In order to achieve this, you need to define reusable template in your account, create rules and then attach the rules to this template. Bulk rules execution is currently supported only through referencing template ID in your request.

To be able to work with the API your account must be assigned in licence and your connection settings must be set up in Administration module, Client Profile page.

Please, note that if you are consuming the API through client tool (any tailor developed program or tool), the Client Secret might need to be encoded. That is also valid for your password, when you acquire token. In our code samples available on GitHub, the values for the settings must be provided in the app.config as it is.

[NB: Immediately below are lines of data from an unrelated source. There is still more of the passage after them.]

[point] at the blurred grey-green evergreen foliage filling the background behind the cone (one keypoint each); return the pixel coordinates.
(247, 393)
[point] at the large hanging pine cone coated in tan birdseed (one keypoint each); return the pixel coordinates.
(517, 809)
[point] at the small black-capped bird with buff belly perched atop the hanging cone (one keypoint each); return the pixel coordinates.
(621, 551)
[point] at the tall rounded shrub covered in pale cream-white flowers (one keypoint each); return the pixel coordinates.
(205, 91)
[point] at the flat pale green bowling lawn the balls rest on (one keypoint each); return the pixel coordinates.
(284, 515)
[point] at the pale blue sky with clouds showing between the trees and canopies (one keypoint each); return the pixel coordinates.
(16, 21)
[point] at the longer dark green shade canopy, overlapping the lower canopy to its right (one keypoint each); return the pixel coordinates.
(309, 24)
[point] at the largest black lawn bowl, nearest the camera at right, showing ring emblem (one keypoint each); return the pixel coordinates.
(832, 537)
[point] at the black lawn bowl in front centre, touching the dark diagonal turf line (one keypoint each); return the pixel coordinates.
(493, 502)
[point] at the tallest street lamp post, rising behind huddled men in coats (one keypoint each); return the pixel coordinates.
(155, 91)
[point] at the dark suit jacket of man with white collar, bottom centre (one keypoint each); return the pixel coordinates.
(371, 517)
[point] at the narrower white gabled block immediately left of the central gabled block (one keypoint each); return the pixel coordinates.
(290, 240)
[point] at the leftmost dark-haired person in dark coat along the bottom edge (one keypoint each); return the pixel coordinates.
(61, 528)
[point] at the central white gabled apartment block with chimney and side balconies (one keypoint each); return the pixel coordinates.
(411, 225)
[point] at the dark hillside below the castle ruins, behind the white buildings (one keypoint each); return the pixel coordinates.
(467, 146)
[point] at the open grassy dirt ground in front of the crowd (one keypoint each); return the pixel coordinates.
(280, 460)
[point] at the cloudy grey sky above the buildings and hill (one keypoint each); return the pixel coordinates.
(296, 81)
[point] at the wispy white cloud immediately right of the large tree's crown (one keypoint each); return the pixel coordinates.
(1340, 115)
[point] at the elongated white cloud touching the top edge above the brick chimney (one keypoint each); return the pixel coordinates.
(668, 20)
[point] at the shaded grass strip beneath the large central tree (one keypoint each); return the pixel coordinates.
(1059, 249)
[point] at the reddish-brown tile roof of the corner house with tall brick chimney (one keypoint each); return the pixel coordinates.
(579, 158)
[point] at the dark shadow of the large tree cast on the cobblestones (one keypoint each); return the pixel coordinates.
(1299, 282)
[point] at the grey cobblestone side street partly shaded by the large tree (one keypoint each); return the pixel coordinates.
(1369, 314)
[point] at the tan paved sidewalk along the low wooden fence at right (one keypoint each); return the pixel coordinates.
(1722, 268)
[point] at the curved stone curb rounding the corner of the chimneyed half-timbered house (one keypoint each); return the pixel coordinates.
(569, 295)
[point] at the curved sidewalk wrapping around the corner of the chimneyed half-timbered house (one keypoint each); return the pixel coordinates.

After you execute a rule you receive a JSON result which you can consume according your business process.

Refer the documentation of crunch engine for syntax reference.

As you see there are only two devices matching the requirements of all the three rules we defined.

In a tabular representation the result above looks like this:

The raw result is the json object below:


{
   "$1": [
      {
         "Id": 53,
         "CrunchValue": 0,
         "Fields": {
            "DeviceName": "Acer Liquid S1",
            "Brand": "Acer",
            "technology": "GSM / HSPA",
            "gprs": "Yes",
            "edge": "Yes",
            "announced": "2013, June",
            "status": "Available. Released 2013, August",
            "dimensions": "163 x 83 x 9.6 mm (6.42 x 3.27 x 0.38 in)",
            "weight": "195 g (6.88 oz)",
            "sim": "Optional Dual SIM (Micro-SIM, dual stand-by)",
            "size": "5.7 inches (~66.2% screen-to-body ratio)",
            "card_slot": "microSD, 32 GB",
            "stand_by_hours": "450",
            "talk_time_hours": "11",
            "cpu": "Quad-core 1.5 GHz Cortex-A7",
            "internal_memory_mb": "8192",
            "os": "Android OS, v4.2 (Jelly Bean)",
            "primary_camera_mp": "8"
         }
      },
      {
         "Id": 90,
         "CrunchValue": 0,
         "Fields": {
            "DeviceName": "Acer Liquid Z630",
            "Brand": "Acer",
            "technology": "GSM / HSPA / LTE",
            "gprs": "Yes",
            "edge": "Yes",
            "announced": "2015, September",
            "status": "Available. Released 2015, September",
            "dimensions": "156.3 x 77.5 x 8.9 mm (6.15 x 3.05 x 0.35 in)",
            "weight": "165 g (5.82 oz)",
            "sim": "Optional Dual SIM (Micro-SIM, dual stand-by)",
            "size": "5.5 inches (~68.8% screen-to-body ratio)",
            "card_slot": "microSD",
            "stand_by_hours": "1030",
            "talk_time_hours": "22",
            "cpu": "Quad-core 1.3 GHz Cortex-A53",
            "internal_memory_mb": "8192",
            "os": "Android OS, v5.1 (Lollipop)",
            "primary_camera_mp": "8"
         }
      }
   ],
   "$2": []
}

Conclusion

You can use BitCurb engine filtering functionality for grouping items/records based on a complex filtering criteria and formulas. You can execute a number of different conditions (BitCurb rules) one at a time, or simultaneous if you want to make sure group results won’t contain repeating items and one record belongs to not more than one result group.

Adopt in other industries

There is no limit for the industry in which BitCurb Crunch Engine filtering functionality could be applied.

Filtering functionality can fit your data flow as middleware processor, restricting the number of raw data rows based on complex correlations between data’s attributes.

Another useful application of the filtering functionality that we provide could be reporting, using result for enhanced presentation.